Ketch Secor is dressed in a blue pearl snap shirt with white piping, jeans and worn leather cowboy boots. His hair is slightly tousled, and he has a wad of dip in his lower gum. He speaks slowly and with intent, pausing often in thought—his vocal delivery echoing the cadence of some of his songs and lyrics, almost as if it’s a spoken word poem. Sitting backstage before his band’s headlining show at New York’s Central Park SummerStage, he comes off as earnest, passionate and well learned.
Secor has the road-worn look of a musician who’s traveled many miles, but also the sincerity and wide-eyed wonder of someone much younger, just seeing it all for the first time. And maybe that’s because only now—after 16 years with Old Crow Medicine show— he’s finally entered the pop-culture consciousness, and he continues to see “it” differently over and over. He doesn’t really believe in technology but he champions pass-along value, face-to-face conver- sations, and handing down stories through generations, times and places.
“I actually don’t put a lot of stock into the computer as a source for music,” he says as an album by blues singer and banjo player Karen Dalton blasts over the venue’s loudspeaker. “I think that with folk music, it’s so much more powerful to discover what your older brother’s listening to. Music is such an emotional expression. It is almost spiritual, the way it draws you in—like a sermon.”
He pauses before mentioning his band’s signature song, “Wagon Wheel,” a slow-burn anthem that he built from the scraps of an unreleased Bob Dylan ditty called “Rock Me Mama,” intended for the 1973 soundtrack to the Western film Pat Garrett & Billy the Kid.
“A song like that stays with you because you’ve heard it in a coffee shop or some cute girl was singing it on a street corner with a dog on a hemp leash when you were 14,” he says with a laugh before changing the subject to his beloved Atlanta Braves baseball club.
At 36 years old, the multi-instrumentalist (fiddle, harmonica, banjo, vocals) has already traveled much of the world and festival circuit playing to sold-out crowds, received platinum certification for “Wagon Wheel” and been inducted into Music City’s famed Grand Ole Opry—all since he and Critter Fuqua (slide guitar, banjo, guitar, vocals) founded Old Crow Medicine Show at age 19 in Upstate New York.
“It all feels like it was yesterday—the songs that we wrote back then,” Secor says of Old Crow’s early days. “I had this relationship with those songs, and I still sing them every night. It’s like asparagus. It takes about three to four years from when you put your seeds in the ground to when you can start eating it the next spring—you have to invest in it and keep working on it. There are crops that come through stages in their development before harvest time. And the way that we’ve kind of cultivated the landscape in the past 16 years, there are places that are ready to reap and there are places where we’re still sowing.”
Secor speaks in long, somewhat rambling metaphors and cloaked references that recall the narratives made famous by the folkies who served as his original inspiration. He has a low-key demeanor and slow, Southern drawl, yet describes his band’s ascent with a sense of sharp, business suavity.
“It’s exciting on a night-to-night level to be able to cross the country and see what we’ve done before and to know almost immediately what we need to do,” he muses. “From the earliest days of this band, Critter and I were playing street corners anywhere that we could get to in a car, and it was really limitless. Once you get in the door— that’s when the game starts. But when you’re on the curb, you’re a free agent.”
Old Crow Medicine Show's roots date back to the 1990s when Secor, who is originally from the South, and Fuqua first started playing music together as middle school students in Harrisonburg, Va. Secor drifted North as a teenager to attend the prestigious Phillips Exeter Academy—where he overlapped, for a time, with future Arcade Fire leader Win Butler—and Ithaca College. During his time in the Northeast, he met future Old Crow members Kevin Hayes and Willie Watson. Along with Secor, they hit the road, picking up musicians and odd jobs along the way.

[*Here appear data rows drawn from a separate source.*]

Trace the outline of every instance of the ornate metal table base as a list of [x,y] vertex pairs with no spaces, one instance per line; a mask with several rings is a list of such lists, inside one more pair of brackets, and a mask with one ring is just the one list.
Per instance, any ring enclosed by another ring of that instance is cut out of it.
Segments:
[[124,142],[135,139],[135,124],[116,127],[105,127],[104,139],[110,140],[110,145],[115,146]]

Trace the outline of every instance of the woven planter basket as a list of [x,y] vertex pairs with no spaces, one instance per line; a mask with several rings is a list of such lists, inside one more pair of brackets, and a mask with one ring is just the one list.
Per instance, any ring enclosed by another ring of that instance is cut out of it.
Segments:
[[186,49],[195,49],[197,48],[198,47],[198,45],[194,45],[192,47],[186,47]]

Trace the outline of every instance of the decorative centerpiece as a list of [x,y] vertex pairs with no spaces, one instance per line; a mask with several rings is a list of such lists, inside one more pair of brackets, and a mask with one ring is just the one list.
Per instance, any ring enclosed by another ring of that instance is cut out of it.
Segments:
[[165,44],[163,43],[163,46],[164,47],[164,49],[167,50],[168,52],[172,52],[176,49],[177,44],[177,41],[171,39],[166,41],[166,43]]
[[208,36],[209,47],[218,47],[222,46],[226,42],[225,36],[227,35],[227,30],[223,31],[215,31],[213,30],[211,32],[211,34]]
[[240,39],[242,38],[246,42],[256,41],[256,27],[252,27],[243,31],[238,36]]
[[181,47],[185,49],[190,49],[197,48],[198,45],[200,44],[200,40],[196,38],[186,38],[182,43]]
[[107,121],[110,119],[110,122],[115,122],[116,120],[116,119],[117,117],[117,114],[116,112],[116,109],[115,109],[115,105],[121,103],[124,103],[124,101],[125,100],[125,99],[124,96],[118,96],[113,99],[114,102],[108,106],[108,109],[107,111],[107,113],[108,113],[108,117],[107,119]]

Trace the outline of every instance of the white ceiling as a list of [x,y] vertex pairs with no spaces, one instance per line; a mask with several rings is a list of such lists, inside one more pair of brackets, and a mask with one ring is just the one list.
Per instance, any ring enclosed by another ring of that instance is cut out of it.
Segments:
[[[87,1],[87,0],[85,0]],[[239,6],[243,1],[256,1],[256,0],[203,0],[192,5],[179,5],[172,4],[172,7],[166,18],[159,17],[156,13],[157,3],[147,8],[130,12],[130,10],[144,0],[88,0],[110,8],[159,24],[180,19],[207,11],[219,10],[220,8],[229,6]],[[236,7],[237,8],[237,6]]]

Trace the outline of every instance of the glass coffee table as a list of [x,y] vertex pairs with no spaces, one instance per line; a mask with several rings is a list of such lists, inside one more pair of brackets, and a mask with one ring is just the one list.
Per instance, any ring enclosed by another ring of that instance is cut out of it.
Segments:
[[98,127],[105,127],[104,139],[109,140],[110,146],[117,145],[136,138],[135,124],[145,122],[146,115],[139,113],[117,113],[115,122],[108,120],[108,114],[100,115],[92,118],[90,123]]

They landed in the Appalachian Mountain town of Boone, N.C., and busked on street corners until legendary folk artist Doc Watson eventually discovered the group and slated them for his local folk festival MerleFest. While already a great inspiration, Watson also became a great mentor to the band he found on the very corner where he’d played 50 years prior.
“Doc actually picked that spot because he could plug in there,” Secor says. “Doc was a rock and roller, but he learned that he couldn’t make a living playing rock and roll and became a folk singer. He made the music of those hills accessible to people in the North in the 1960s—the bearded 18 year olds who were getting ready to dislike their government but hadn’t yet. Doc whispered in our ears and we felt the responsibility to carry that on.”